Online first articles

Despite advances in understanding methane dynamics in dry inland waters, the potential of dry riverbeds to act as sinks of methane, as soils do, and the controlling factors remain unclear. Here, we tested three main factors controlling methane oxidation in soils and freshwater ecosystems in sediments from a dry riverbed (decreasing in modulation degree): gravimetric water content (GWC), temperature, and light quality and intensity. We measured the rates of potential methane oxidation (PMO) along a gradient of GWC (1%, 5%, 8%, 10%, and 100%), temperature (10 ºC, 20 ºC, and 30 ºC) and light (in darkness, at photosynthesis-limiting (i.e., green) and photosynthesis-promoting (i.e., grow) light). Our results revealed that dry streambed sediments have the potential to oxidize methane.
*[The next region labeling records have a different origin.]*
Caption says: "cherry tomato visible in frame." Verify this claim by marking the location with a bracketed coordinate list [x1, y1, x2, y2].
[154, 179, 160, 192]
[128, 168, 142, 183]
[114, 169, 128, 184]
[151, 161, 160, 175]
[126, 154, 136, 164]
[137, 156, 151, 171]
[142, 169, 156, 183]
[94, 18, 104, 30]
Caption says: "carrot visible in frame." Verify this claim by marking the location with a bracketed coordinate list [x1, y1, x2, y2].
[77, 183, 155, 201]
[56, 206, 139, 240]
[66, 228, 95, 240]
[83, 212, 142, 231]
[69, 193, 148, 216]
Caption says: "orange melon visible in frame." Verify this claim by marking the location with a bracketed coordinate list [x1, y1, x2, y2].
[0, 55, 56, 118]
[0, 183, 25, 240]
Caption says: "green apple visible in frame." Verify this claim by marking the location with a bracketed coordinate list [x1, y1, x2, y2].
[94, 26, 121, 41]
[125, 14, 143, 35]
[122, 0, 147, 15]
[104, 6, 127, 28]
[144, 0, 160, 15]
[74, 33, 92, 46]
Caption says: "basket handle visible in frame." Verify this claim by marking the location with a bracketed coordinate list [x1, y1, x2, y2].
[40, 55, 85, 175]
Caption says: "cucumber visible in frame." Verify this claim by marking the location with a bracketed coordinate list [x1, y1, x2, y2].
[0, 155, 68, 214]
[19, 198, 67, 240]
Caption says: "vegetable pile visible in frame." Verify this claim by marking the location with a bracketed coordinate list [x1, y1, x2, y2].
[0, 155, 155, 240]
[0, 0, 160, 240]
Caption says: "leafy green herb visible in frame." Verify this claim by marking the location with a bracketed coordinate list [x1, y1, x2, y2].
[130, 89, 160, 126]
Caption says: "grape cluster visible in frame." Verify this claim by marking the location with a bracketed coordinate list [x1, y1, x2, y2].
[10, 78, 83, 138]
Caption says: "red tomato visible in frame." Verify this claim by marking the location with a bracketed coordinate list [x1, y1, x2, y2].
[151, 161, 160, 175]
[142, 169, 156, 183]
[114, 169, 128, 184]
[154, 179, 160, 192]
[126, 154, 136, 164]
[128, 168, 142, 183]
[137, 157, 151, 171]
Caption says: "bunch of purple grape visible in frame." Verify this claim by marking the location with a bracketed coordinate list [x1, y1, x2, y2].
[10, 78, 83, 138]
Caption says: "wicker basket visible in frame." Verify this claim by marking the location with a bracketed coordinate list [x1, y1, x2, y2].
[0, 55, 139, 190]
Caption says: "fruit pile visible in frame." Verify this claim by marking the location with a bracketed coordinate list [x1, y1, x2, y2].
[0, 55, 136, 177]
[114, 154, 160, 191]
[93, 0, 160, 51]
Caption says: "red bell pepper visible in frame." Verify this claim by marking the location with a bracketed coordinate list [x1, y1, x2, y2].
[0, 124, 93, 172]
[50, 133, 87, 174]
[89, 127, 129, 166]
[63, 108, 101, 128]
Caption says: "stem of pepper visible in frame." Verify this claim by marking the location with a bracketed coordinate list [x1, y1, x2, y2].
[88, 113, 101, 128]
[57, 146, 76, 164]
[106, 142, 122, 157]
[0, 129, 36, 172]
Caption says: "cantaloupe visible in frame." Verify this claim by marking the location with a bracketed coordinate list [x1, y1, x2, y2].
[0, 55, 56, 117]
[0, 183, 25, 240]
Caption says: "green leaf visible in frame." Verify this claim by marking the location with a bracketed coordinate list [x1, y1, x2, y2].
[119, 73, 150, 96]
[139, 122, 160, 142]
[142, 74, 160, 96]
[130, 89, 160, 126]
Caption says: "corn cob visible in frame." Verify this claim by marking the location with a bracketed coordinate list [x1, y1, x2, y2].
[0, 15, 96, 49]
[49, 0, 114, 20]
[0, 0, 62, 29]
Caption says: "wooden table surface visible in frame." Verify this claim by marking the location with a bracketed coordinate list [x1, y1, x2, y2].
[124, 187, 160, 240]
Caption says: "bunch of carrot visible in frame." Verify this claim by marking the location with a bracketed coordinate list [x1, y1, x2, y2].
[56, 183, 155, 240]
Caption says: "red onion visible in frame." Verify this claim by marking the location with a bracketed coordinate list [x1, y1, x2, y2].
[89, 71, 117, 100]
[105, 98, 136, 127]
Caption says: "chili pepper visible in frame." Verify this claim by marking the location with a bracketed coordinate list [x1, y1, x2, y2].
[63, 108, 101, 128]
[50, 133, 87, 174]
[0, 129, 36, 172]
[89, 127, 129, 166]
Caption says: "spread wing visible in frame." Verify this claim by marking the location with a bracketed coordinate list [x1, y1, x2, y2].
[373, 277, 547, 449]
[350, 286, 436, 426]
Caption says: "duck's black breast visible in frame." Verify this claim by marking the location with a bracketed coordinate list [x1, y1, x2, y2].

GWC, as the major controlling factor, followed a nonmonotonic function, with the highest PMO of around 5% GWC. As the secondary control, temperature affected PMO from dry sediment only but not from 100% GWC sediment. PMO was the lowest at 10 ºC and highest above 20 ºC. Interestingly, light reduced PMO by 3–6× compared to dark conditions, and grow light reduced PMO by ~2× compared to green light. Our results indicate that there will be day–night and seasonal variations in methane oxidation from dry riverbeds as a function of temperature, GWC and light, and between reaches, depending on the canopy cover and associated riverbed shading. Overall, our results highlight the potential of dry riverbeds to act as sinks of methane from the atmosphere.